New Yorkers can now see two new mosaic installations in Williamsburg’s Metropolitan Avenue-Lorimer Street subway stop. Officially announced last week, Jackie Chang’s Signs of Life (2024) and Chloë Bass’s Personal Choice #5 (2023) are displayed on opposite ends of the sprawling Brooklyn station, where commuters transfer from the L to G trains.
On the Metropolitan side, Chang added two new panels to her preexisting series Signs of Life, originally installed in 2000. One shows the words “Truth” and “Trust” on either end of a glass-tiled iceberg; the other features a gilded Armillaria mushroom between the words “Once” and “Ones.” Additional works in the series display similarly related pairings, including “Mankind” and “Itself,” “Faith” and “Fate,” “Same” and “Sane,” and “Use” and “Less.”
“For me, a word, like an image, is worth a thousand words. Our association with each word is very personal,” Chang told Hyperallergic, explaining that her compositions are inspired by the Chinese written language’s origin in symbols that share a physical resemblance with the ideas they represent.
“The concept for Signs of Life is centered on offering riders ‘food for thought’ as they travel through the station,” the artist continued. “I hope that riders will find new personal meaning with each repeated encounter of the work as they journey through the station and through life.”
On the far end of the station, Chloë Bass’s three-panel Personal Choice #5 (2023) spreads across the L train entrance like an open book, each mosaic bearing a phrase. Together, they read: “Whenever I’m pulled under by the weight of all I miss, I take some consolation that I have known, and may yet know, another life.”
Below the metal lettering, bodies cluster together, sometimes touching in gentle gestures and other times appearing uncomfortably close. Bass continued her ongoing practice of utilizing historic images from the New York Public Library’s Picture Collection, and here relied on photographs captured near the Lorimer station. Two Orthodox Jewish people walk briskly in long coats, a group of idling teenagers pair off in tight embraces, and two seated men are caught in conversation, an apparently intentional gap between them. The bleak underground ceiling cuts off each figure’s face, anonymizing the mosaics’ subjects.
“Making a work for the subway — truly one of my favorite places to engage with the complex feelings that being alone in public can raise — allows me to demonstrate different gestures of intimacy and contact (sometimes extreme contact, whether positive or negative) that exist alongside the consequences of having 8 million neighbors you do not know,” said Bass, who has contributed to Hyperallergic. She called New York a “tremendously intimate place.”
Bass said she had “a small pile of possible phrases for the work” but wasn’t particularly attached to any. “Choosing the images and choosing the sentence became a kind of instinctive matching game,” said the artist.
On the morning of June 17, Ronnie, a 32-year-old Williamsburg-based musician, walked by the murals during his morning commute.

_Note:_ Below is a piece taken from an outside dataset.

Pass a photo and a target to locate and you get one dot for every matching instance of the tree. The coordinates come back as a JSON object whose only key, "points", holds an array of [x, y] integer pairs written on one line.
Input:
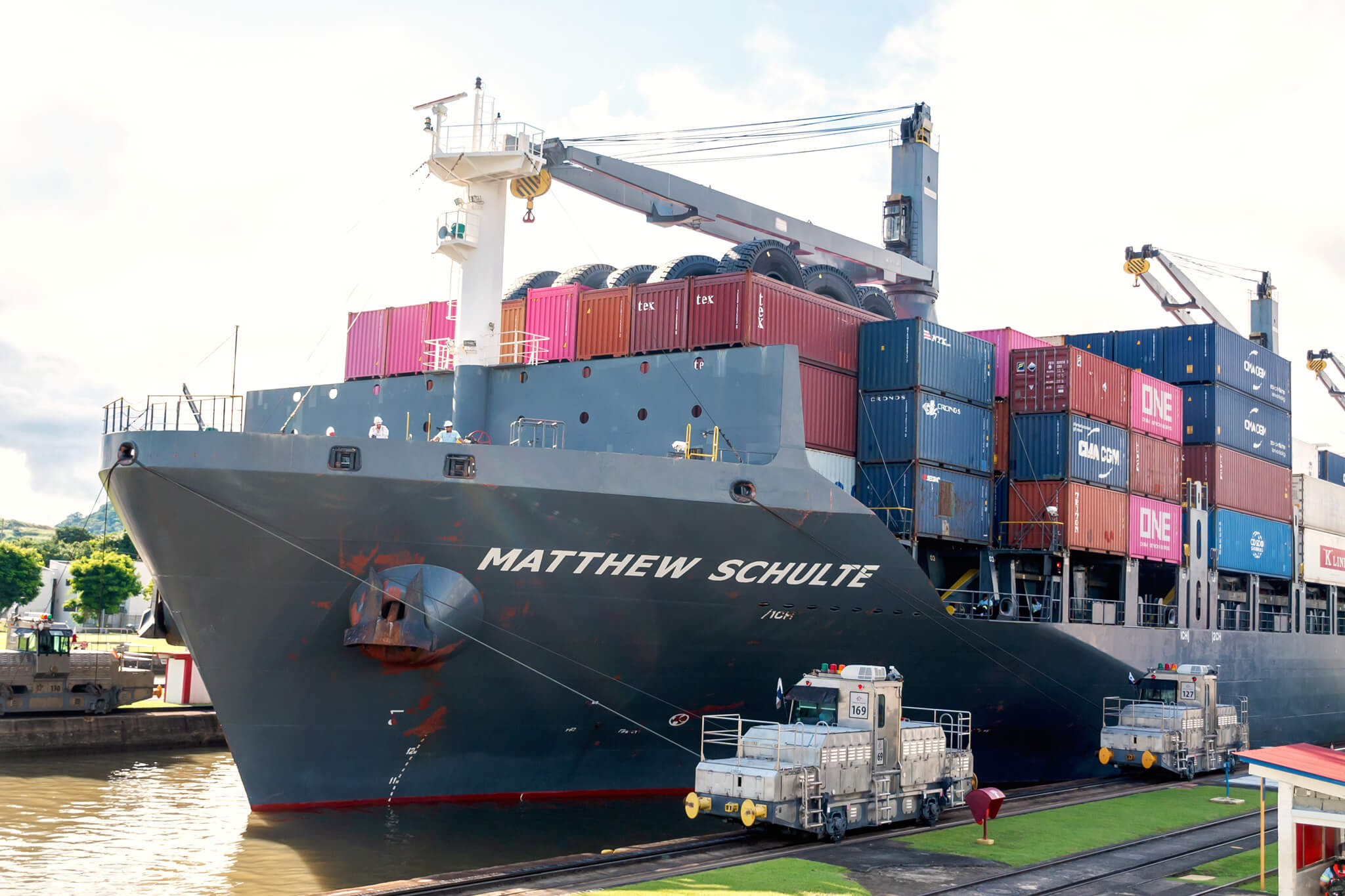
{"points": [[20, 575], [101, 582]]}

He told Hyperallergic he was noticing them for the first time, and gestured toward the central panel with the teenagers.
“On one hand, there’s a sense of camaraderie and togetherness, but there’s also a bit of a foreboding feeling, especially as I’m heading into the subway,” he said. After viewing the two additional panels opposite each set of turnstiles and then reading Bass’s prose aloud, the musician remarked, “Wow — I like it more now. It’s more profound than I was getting ready to appreciate.”